REPUBLIC OF RAOUL
The Chadpex Stamp Exhibition of 2000 - special report.
Stamp Exhibition --
an astounding display of Third World & Fifth World
By Kurt Höflich, ICIS News Agency.
November 20, 2000
The most impressive display of stamps to be seen in one location in the Fifth World for some time, CHADPEX, the international stamp exhibition at Chadwick, a coastal city in the sultanate of Occussi-Ambeno, is over. The show ran from 17th thru 19th November 2000, and included a large number of frames of mounted stamps, plus several dealers, and stalls from eight postal administrations of small Fifth World countries. Five of these (Upper Yafa, Kemp Land, Raoul, Bounty Island, and the host country, Occussi-Ambeno) issued a special stamp to mark the event, while the other countries, Sedang, Bokhara, and Port Maria, were selling their regular stamps but did not have a special issue for the show.
The Medal of Honor of the show was awarded to a Sedang collector, Martin Neurath, for his display of Tuva. Highlights of the exhibit were the locally-printed stamps during the second world war, which were printed on strips of newsprint trimmed off the edges of Kizil's local newspaper. As well as complete sets of the early issues and the well-known pictorials of the 1934-36 period, the display also featured many of the very recent attractive sets from Tuva, including such stamps as the 1995 Dalai Lama sheetlet of six with a centrepiece showing the Centre-of-Asia monument at Kizil, Cats, Orchids, Wild Animals, Dinosaurs, and the comedians Laurel and Hardy. To round off the display, the collector had over a period of several years in the 1990s posted airmail letters to imaginary people in various Tuva towns, and most of these were returned "unclaimed" to him, replete with town postmarks on the reverse: all quite fascinating stuff, and an interesting way to obtain current postmarks.

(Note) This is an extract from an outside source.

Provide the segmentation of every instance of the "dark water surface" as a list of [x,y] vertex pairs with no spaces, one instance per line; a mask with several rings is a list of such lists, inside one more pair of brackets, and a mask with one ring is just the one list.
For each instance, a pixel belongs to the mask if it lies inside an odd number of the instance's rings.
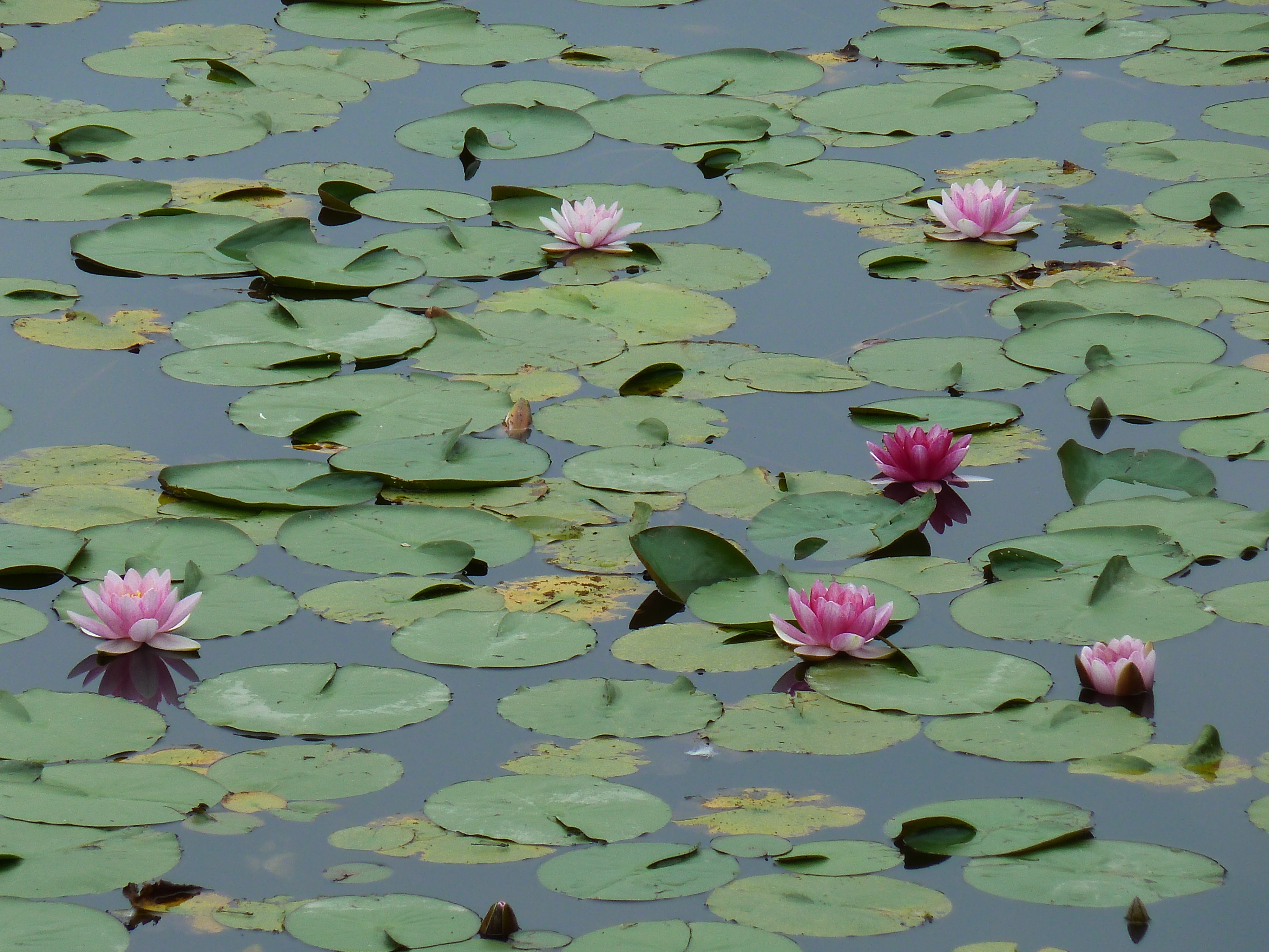
[[[851,37],[882,25],[874,18],[876,3],[789,3],[758,0],[703,0],[685,6],[657,9],[613,9],[571,0],[482,0],[482,20],[541,23],[569,33],[579,46],[634,44],[659,47],[671,53],[689,53],[731,46],[760,46],[768,50],[838,48]],[[168,108],[171,100],[161,81],[105,76],[93,72],[80,58],[93,52],[124,46],[128,34],[168,23],[258,23],[273,27],[278,5],[269,0],[179,0],[166,4],[104,4],[103,10],[71,24],[6,28],[18,47],[4,55],[0,76],[10,93],[53,98],[76,98],[115,109]],[[1209,10],[1245,11],[1228,4]],[[1159,10],[1169,15],[1173,10]],[[291,34],[275,28],[278,47],[306,44],[350,46],[354,41],[326,41]],[[381,43],[364,43],[383,48]],[[1136,204],[1160,187],[1152,179],[1103,168],[1104,145],[1080,136],[1080,127],[1104,119],[1155,119],[1178,128],[1179,138],[1228,138],[1256,143],[1199,122],[1199,113],[1212,103],[1255,95],[1254,88],[1188,89],[1146,83],[1123,75],[1118,60],[1062,61],[1058,79],[1023,90],[1039,102],[1036,117],[1001,129],[957,135],[950,138],[923,137],[882,150],[834,150],[834,157],[883,161],[912,169],[934,183],[935,168],[949,168],[982,157],[1034,155],[1068,159],[1095,169],[1098,178],[1070,197],[1090,203]],[[862,61],[829,70],[824,86],[855,85],[890,79],[902,71],[892,65]],[[727,340],[756,344],[768,350],[802,353],[845,360],[851,344],[877,336],[977,335],[1003,338],[1006,331],[986,315],[996,292],[954,292],[930,282],[895,282],[869,278],[855,258],[877,245],[858,237],[853,226],[829,217],[806,215],[807,206],[742,194],[726,179],[703,180],[698,170],[675,160],[659,146],[641,146],[595,137],[584,149],[544,159],[515,162],[487,161],[464,183],[457,161],[420,155],[400,146],[392,132],[416,118],[459,108],[463,89],[478,83],[514,79],[546,79],[591,89],[602,98],[643,93],[634,72],[580,70],[546,61],[494,67],[435,66],[423,63],[409,79],[373,84],[371,96],[349,104],[339,121],[325,129],[270,136],[256,146],[195,162],[110,162],[91,166],[138,178],[165,179],[199,175],[255,179],[265,169],[297,161],[353,161],[390,169],[397,188],[437,188],[487,194],[494,184],[548,185],[570,182],[643,182],[678,185],[717,194],[723,212],[714,221],[693,230],[690,240],[744,248],[765,258],[772,274],[756,286],[722,292],[737,312],[736,325],[720,335]],[[1039,190],[1043,192],[1043,190]],[[598,197],[596,197],[598,198]],[[1058,217],[1057,198],[1042,194],[1033,215],[1047,227],[1025,245],[1036,260],[1047,258],[1093,258],[1110,260],[1128,256],[1142,275],[1164,283],[1200,277],[1269,278],[1265,265],[1211,249],[1145,246],[1127,253],[1110,248],[1058,250],[1061,231],[1052,227]],[[312,209],[316,217],[316,208]],[[179,320],[189,311],[214,307],[241,298],[250,279],[114,278],[80,272],[71,261],[67,241],[91,227],[82,222],[0,221],[4,273],[67,282],[84,293],[81,307],[99,315],[122,308],[157,308],[165,320]],[[357,245],[400,226],[363,218],[338,228],[319,227],[321,241]],[[679,237],[678,235],[670,236]],[[513,282],[487,282],[482,296]],[[1222,363],[1235,364],[1264,350],[1258,341],[1230,330],[1228,317],[1206,325],[1230,344]],[[3,334],[4,372],[0,373],[0,404],[14,411],[14,424],[0,434],[0,456],[27,447],[114,443],[150,452],[165,463],[274,457],[291,454],[284,443],[254,435],[228,423],[225,407],[245,390],[207,387],[166,377],[159,358],[179,349],[160,339],[138,354],[126,352],[76,352],[43,347],[11,333]],[[402,369],[388,368],[387,372]],[[1118,447],[1179,449],[1176,434],[1187,424],[1129,425],[1115,420],[1094,443],[1082,411],[1063,397],[1070,377],[1055,374],[1038,386],[1001,395],[1025,410],[1025,423],[1043,430],[1048,451],[1013,466],[978,470],[994,482],[975,485],[962,495],[973,510],[968,524],[930,536],[934,555],[964,559],[977,547],[1003,538],[1042,531],[1055,513],[1068,508],[1053,449],[1075,437],[1107,451]],[[574,396],[598,395],[589,385]],[[730,433],[713,448],[741,457],[749,466],[772,471],[827,470],[858,476],[872,473],[864,440],[874,438],[850,423],[846,407],[891,396],[909,396],[871,385],[845,393],[760,393],[706,401],[728,418]],[[996,396],[996,395],[983,395]],[[534,433],[532,442],[552,456],[558,475],[563,459],[584,448]],[[313,458],[320,458],[312,454]],[[1218,495],[1255,509],[1269,506],[1269,482],[1255,462],[1204,459],[1217,473]],[[146,484],[156,485],[156,484]],[[0,490],[0,499],[20,493]],[[699,513],[690,506],[655,514],[654,522],[683,522],[714,529],[733,538],[744,537],[744,524]],[[774,560],[751,552],[759,566]],[[302,562],[277,546],[261,546],[256,559],[237,570],[259,574],[302,593],[339,579],[365,578]],[[494,570],[482,581],[558,570],[530,555]],[[1264,579],[1269,556],[1251,561],[1227,560],[1214,566],[1195,565],[1184,584],[1199,593],[1240,581]],[[69,583],[63,583],[69,584]],[[5,593],[42,611],[57,589]],[[905,644],[945,644],[994,647],[1033,659],[1048,668],[1056,685],[1051,698],[1076,698],[1079,683],[1071,664],[1074,649],[1037,644],[999,644],[957,627],[945,611],[953,595],[921,598],[921,613],[904,631]],[[687,614],[678,619],[687,618]],[[208,645],[203,656],[192,660],[201,678],[211,678],[258,664],[284,661],[359,661],[414,670],[428,670],[453,691],[453,703],[442,716],[387,734],[344,741],[390,753],[405,764],[405,778],[378,793],[343,801],[340,810],[313,823],[268,823],[246,836],[213,838],[178,829],[185,850],[181,863],[166,878],[198,883],[222,894],[260,899],[286,894],[296,897],[363,892],[419,892],[452,900],[482,911],[489,902],[509,900],[525,928],[553,929],[580,935],[591,929],[634,919],[712,919],[704,895],[655,904],[619,904],[574,900],[539,886],[533,873],[541,861],[500,866],[440,866],[415,858],[390,858],[335,849],[326,836],[336,829],[365,823],[388,814],[418,811],[440,787],[499,773],[497,764],[528,753],[546,740],[530,735],[495,713],[495,701],[522,684],[539,684],[556,677],[652,677],[669,675],[634,668],[614,659],[608,649],[627,630],[627,621],[596,626],[600,645],[589,655],[560,665],[522,670],[433,669],[402,658],[390,647],[390,631],[376,623],[339,625],[301,611],[283,625],[265,632],[222,638]],[[80,680],[67,680],[70,671],[89,652],[90,644],[70,626],[53,622],[39,636],[3,649],[0,687],[23,691],[30,687],[75,689]],[[1167,641],[1159,650],[1160,680],[1155,688],[1155,740],[1188,744],[1203,724],[1221,730],[1225,746],[1255,762],[1269,750],[1269,724],[1264,717],[1265,679],[1269,673],[1269,642],[1263,628],[1217,619],[1208,628]],[[763,692],[780,675],[780,669],[742,674],[694,677],[703,691],[733,702]],[[178,679],[178,683],[183,683]],[[93,689],[93,688],[88,688]],[[260,741],[237,736],[195,720],[176,706],[162,706],[170,724],[165,746],[202,744],[237,751],[260,746]],[[301,743],[282,740],[278,744]],[[571,743],[571,741],[570,741]],[[720,749],[713,759],[690,758],[685,750],[697,745],[693,735],[640,741],[651,763],[634,776],[617,778],[660,797],[676,816],[693,812],[690,797],[708,796],[721,788],[780,787],[793,793],[827,793],[835,802],[862,807],[867,816],[840,835],[883,839],[881,825],[895,812],[921,803],[958,797],[1039,796],[1056,797],[1095,811],[1098,835],[1105,839],[1142,840],[1181,847],[1211,856],[1228,869],[1221,889],[1198,896],[1151,906],[1154,922],[1142,948],[1157,952],[1251,952],[1265,947],[1269,922],[1264,896],[1269,889],[1269,838],[1246,819],[1247,803],[1264,795],[1259,781],[1218,787],[1200,795],[1174,788],[1129,784],[1101,777],[1072,776],[1066,764],[1013,764],[949,754],[924,735],[891,749],[850,758],[798,757],[784,754],[739,754]],[[693,842],[692,828],[666,826],[651,839]],[[839,835],[824,831],[820,838]],[[393,868],[391,878],[358,886],[327,882],[321,872],[335,863],[373,861]],[[741,875],[769,871],[765,859],[742,859]],[[953,902],[953,913],[938,923],[893,935],[860,939],[799,938],[807,952],[827,949],[877,949],[878,952],[948,952],[970,942],[1010,941],[1024,952],[1051,946],[1068,952],[1101,952],[1128,948],[1122,909],[1068,909],[1023,904],[980,892],[961,878],[963,861],[950,859],[924,869],[895,869],[890,875],[940,890]],[[100,909],[119,909],[118,894],[76,897],[74,901]],[[236,932],[217,934],[190,930],[183,916],[165,916],[132,934],[136,952],[236,952],[258,948],[305,948],[287,934]]]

A lot of admiration was given to Kemp Land collector Matthew Campbell's exhibit of postally-used stamps of modern independent Africa. The colourful and attractive stamps of many of these modern lands are commonly regarded as fund raisers for the countries concerned, and not destined for postal use, so to see the nice postal cancellations on them was a true delight. Mr Campbell won a Large Silver medal for his unique exhibit.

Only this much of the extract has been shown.